At first, it was fine. I was honored that my sisters voted me in. It was okay to watch over the new members on Bid Night. It was peachy to run to a sister’s room when she thought life was over after a breakup. Then it became insane. These girls were either too depressed to function or too drunk and slutty to get it together long enough to get standards off their backs. It came to the point where I was basically a professor held up in my room, holding office hours so I could juggle my time between telling a sister her stupid boyfriend wasn’t worth it and helping the rest of them reevaluate their lives before they were kicked out. It was a nightmare — and that was only my first term.

My breaking point came when a sister was injured in ultimate frisbee. Yes, the embarrassing hippie “sport” best played by kids on the green (both the location and the drug). Why we had that event, I’ll never know, but we were the undefeated Greek Week champions five years running, so naturally, we couldn’t just blow it off. We had to participate. So there I was, late (as always) to the ultimate frisbee game. I had just slipped on my jersey when my phone rang. “Get to the Great Lawn immediately” was all I heard. I hadn’t run that fast after a phone call since I was a pledge. I got there with my creepy rolodex and was ready to know what the hell could have possibly gone wrong at ultimate fucking frisbee. There was a girl several pledge classes younger than I was lying on the ground crying, and our president and vice president were nowhere to be found. So, I took our fat Greek adviser to the side and told her I’d take it from here. After seven annoying hours in the hospital and a broken leg later, I was finally in my bed. I never knew girls could be so fucking annoying.

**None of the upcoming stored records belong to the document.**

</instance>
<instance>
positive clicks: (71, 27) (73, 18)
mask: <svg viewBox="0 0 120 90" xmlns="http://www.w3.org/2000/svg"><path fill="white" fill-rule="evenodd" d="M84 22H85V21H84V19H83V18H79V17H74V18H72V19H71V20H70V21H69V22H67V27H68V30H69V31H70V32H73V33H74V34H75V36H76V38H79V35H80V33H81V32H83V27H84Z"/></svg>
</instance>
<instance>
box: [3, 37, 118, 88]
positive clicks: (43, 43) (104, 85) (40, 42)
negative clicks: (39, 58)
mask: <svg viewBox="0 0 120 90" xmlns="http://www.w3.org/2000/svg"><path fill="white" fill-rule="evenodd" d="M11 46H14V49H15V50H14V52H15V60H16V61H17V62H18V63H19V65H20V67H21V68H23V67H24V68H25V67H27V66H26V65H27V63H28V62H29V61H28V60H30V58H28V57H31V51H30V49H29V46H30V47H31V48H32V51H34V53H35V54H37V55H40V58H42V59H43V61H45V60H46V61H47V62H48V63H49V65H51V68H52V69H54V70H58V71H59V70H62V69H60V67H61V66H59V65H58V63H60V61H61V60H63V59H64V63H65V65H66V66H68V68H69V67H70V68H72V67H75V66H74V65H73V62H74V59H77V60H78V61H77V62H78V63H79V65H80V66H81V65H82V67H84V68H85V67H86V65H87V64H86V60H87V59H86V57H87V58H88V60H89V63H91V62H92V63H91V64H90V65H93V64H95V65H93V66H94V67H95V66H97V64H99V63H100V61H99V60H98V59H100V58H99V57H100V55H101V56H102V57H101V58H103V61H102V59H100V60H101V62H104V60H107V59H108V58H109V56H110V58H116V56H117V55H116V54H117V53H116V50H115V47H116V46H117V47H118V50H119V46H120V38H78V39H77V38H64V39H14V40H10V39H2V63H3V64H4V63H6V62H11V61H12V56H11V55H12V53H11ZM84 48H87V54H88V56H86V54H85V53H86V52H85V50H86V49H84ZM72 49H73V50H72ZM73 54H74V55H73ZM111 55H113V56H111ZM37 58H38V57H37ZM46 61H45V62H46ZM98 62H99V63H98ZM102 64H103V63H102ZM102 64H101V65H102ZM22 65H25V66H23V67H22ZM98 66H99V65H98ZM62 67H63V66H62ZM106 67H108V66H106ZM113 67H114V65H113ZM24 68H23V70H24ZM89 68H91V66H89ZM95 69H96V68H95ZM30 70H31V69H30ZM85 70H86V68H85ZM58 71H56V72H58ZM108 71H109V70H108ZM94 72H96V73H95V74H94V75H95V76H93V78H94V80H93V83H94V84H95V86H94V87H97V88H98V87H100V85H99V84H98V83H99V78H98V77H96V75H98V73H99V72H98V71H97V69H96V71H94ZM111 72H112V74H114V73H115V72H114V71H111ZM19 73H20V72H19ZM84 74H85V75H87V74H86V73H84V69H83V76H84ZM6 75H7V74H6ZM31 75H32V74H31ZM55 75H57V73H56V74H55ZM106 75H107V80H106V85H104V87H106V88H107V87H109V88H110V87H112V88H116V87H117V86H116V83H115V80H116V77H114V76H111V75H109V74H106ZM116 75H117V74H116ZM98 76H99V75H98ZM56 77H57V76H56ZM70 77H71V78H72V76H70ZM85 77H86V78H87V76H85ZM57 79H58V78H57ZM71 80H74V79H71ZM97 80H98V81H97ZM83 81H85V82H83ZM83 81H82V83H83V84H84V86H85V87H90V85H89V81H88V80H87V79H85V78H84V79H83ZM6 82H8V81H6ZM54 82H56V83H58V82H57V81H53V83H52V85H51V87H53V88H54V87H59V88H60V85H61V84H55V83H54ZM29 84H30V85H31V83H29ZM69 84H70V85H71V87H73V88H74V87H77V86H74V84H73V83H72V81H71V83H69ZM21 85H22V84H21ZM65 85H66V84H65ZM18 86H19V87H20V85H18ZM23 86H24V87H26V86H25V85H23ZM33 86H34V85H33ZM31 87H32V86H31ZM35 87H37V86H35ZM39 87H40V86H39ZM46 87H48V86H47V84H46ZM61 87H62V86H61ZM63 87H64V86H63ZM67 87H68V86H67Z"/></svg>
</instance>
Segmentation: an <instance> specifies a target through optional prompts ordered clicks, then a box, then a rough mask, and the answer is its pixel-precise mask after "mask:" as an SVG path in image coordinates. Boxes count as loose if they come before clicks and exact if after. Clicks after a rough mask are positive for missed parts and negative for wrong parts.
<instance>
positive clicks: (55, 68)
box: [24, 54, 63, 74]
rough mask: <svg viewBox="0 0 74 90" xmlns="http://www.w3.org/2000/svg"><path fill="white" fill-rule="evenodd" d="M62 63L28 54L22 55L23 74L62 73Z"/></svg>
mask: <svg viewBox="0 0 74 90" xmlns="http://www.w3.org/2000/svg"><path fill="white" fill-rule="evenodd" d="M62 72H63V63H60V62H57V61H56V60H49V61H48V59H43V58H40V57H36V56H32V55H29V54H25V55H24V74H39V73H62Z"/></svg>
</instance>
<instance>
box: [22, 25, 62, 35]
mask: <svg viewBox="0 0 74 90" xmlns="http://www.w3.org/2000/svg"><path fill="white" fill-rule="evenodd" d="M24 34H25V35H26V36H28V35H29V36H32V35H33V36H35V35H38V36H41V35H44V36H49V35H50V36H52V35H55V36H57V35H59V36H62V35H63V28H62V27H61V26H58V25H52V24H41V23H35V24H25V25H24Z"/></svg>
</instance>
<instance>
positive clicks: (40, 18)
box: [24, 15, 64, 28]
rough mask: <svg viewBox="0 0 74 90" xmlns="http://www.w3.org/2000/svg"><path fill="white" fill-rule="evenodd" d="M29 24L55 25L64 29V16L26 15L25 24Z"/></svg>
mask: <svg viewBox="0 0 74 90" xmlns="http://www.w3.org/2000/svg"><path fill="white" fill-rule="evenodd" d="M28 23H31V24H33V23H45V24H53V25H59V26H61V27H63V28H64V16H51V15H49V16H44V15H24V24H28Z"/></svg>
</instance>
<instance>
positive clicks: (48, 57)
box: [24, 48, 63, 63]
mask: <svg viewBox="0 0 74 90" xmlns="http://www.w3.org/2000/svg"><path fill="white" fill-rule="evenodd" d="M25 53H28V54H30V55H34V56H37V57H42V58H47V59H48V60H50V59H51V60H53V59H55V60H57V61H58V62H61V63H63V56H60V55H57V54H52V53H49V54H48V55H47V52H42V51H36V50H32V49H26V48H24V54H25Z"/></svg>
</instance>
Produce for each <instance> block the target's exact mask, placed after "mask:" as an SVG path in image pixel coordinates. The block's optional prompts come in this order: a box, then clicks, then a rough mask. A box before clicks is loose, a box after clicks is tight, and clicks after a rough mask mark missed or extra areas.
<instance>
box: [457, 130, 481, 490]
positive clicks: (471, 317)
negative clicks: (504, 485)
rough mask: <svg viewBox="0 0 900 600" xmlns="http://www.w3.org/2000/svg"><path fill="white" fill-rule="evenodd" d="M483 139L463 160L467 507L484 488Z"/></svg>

Come fall, I was completely checked out. Fall down the stairs at the frat house? I’m sure a brother will pick you up. Wanna get high in the garage with a bunch of random guys? Call me first. Naturally, when my best friend decided she wanted to run for risk, I almost smacked her in the face. I told her if she wanted to hate everything about our chapter, our sisters, and life in general, then go for it. But if she wanted a life — and to continue her legacy of being a “you would” girl — then she should take the world’s best advice: always fly under the radar.

Moral of the story? Be nice to your risk managers. Their boyfriends break up with them, too, and they want to get trashed at mixers, so cut them some slack. Put your wine in your glass, not your mouth, and deal with it yourself.